En ne parlant pas des progrès dans le domaine thérapeutique, en n’ouvrant pas le débat sur le dépistage du cancer du sein, Octobre rose participe à la mésinformation de la population. De ces campagnes ressort trop souvent, pour les femmes, une injonction à se faire dépister et une culpabilisation pour celles qui ne le feraient pas. Au cours d’émissions de télé, de radio ou sur les réseaux sociaux, l’injonction de se faire dépister sera répétée. Ce discours dominant empêche que d’autres (associations, fondations, hôpitaux, chercheurs…) qui s’informent et/ou travaillent sur ce sujet soient entendus. Combien, à qui et pourquoi ? Le sein symbolise la femme, l’amour, la maternité, la sexualité… Poumons, intestins, prostates n’invitent pas au même imaginaire ! Pas étonnant que le marketing social ait choisi le cancer du sein plutôt que tout autre cancer. Tant mieux pour le financement de la recherche et des associations qui luttent contre le cancer du sein mais… Dès le départ, aux USA, Octobre rose s’est associé à de grandes entreprises cosmétiques et des laboratoires pharmaceutiques pour mener ses actions.

Octobre rose et Ruban rose ont été rapidement suspectés de « pinkwashing », c’est-à-dire, d’utiliser une « bonne cause », ici la santé des femmes, pour vendre et faire du profit. L’Europe n’est pas épargnée. Actuellement, une campagne nationale belge de sensibilisation soutenue par Think-Pink est sponsorisée par de nombreuses entreprises issues de différents secteurs, dont les plus surprenants : l’automobile, l’agroalimentaire ou encore le textile. Quels sont les intérêts financiers et commerciaux en jeu dans ce type de collaborations ? Quelle part des sommes récoltées via le sponsoring et les dons est redistribuée à la recherche ? De quelle manière ces associations et entreprises orientent-elles l’utilisation des fonds collectés ? Comment comprendre que ces mêmes entreprises fabriquent et vendent des produits contenant des perturbateurs endocriniens potentiellement impliqués dans l’apparition des cancers ? Une association canadienne suggère, pour plus de clarté, de poser aux entreprises et associations qui participent à Octobre rose une seule question : « Combien, à qui et pourquoi ? ».
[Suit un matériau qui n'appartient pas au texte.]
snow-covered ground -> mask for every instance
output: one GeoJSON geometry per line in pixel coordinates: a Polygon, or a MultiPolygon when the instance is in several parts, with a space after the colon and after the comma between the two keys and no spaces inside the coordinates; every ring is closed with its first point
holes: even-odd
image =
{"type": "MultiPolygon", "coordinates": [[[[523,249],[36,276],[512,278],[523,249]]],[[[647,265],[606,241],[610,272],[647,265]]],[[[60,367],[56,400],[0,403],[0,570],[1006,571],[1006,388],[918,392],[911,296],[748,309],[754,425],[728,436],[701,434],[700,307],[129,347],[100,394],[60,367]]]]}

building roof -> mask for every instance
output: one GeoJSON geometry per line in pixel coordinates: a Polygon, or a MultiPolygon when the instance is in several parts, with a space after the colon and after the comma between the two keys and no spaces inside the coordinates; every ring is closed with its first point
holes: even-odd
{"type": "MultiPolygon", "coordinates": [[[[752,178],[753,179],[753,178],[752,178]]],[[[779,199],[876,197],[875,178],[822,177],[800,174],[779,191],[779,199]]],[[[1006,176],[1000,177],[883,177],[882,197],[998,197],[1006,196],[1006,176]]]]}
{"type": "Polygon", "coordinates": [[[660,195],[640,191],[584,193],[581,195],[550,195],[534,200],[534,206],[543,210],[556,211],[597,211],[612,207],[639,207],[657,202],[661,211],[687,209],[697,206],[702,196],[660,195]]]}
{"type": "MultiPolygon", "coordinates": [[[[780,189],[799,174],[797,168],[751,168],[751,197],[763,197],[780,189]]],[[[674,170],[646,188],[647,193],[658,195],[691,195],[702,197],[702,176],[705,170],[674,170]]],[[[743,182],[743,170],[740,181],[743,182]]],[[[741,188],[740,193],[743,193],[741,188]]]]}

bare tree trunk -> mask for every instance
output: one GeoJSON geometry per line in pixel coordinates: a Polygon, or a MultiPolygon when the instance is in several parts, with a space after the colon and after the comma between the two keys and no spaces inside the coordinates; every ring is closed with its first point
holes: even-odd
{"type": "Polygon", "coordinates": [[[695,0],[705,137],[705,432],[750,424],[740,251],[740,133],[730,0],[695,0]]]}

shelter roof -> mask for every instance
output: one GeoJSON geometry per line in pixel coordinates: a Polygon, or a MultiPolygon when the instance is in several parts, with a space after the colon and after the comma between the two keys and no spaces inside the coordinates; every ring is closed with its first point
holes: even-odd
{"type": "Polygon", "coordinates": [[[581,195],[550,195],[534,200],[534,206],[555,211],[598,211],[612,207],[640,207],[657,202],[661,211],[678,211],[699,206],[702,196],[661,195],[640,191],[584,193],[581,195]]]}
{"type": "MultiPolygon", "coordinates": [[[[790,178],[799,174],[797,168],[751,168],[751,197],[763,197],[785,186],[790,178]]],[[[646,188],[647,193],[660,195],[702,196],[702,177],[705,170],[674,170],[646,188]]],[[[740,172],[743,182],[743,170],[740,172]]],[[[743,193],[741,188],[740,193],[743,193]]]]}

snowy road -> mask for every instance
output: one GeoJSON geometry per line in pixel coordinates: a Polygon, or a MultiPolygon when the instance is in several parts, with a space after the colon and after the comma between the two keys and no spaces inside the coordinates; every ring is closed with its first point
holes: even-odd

Si, dans une économie libérale, le marketing social est nécessaire voire indispensable au financement d’associations, il doit se faire en toute transparence. Redonner la parole aux femmes ! Vous l’aurez compris. Octobre rose est un fourre-tout, d’organismes, d’initiatives, d’enjeux éthiques, commerciaux et financiers où trop souvent le profit se sert de la bonne foi et des bonnes intentions. On prend les femmes par les sentiments pour qu’elles soutiennent des campagnes, participent au dépistage, s’activent pour leur santé et… la santé de quelques entreprises. Les femmes restent une cible privilégiée dont on veut encore et toujours maîtriser le corps et l’esprit.

Nous, femmes des mouvements pour la santé des femmes, refusons que se poursuivent la marchandisation et l’exploitation économique du cancer du sein ; nous refusons d’adhérer à toute campagne qui infantilise les femmes, qui véhicule sexisme ou qui mal-informe le public ; nous refusons que notre corps, notre parole et notre vécu de la maladie soient confisqués au profit d’intérêts privés. Nous, femmes des mouvements pour la santé des femmes, voulons des informations complètes sur le dépistage, le diagnostic, les traitements du cancer du sein ; nous voulons que chacune puisse choisir en toute sérénité de se faire dépister ou non du cancer du sein ; nous voulons être des partenaires à parts égales de la communauté scientifique et médicale ; nous voulons que soient encouragées les recherches sur les causes du cancer du sein, en particulier celles en lien avec la pollution et la dégradation de l’environnement ; nous voulons une transparence totale sur toutes les actions menées au nom d’Octobre rose et sur l’utilisation des fonds récoltés. Informer complétement et redonner la parole aux femmes, à toutes les femmes, nous semble une nécessité pour répondre à leurs besoins et à leurs choix en matière de santé.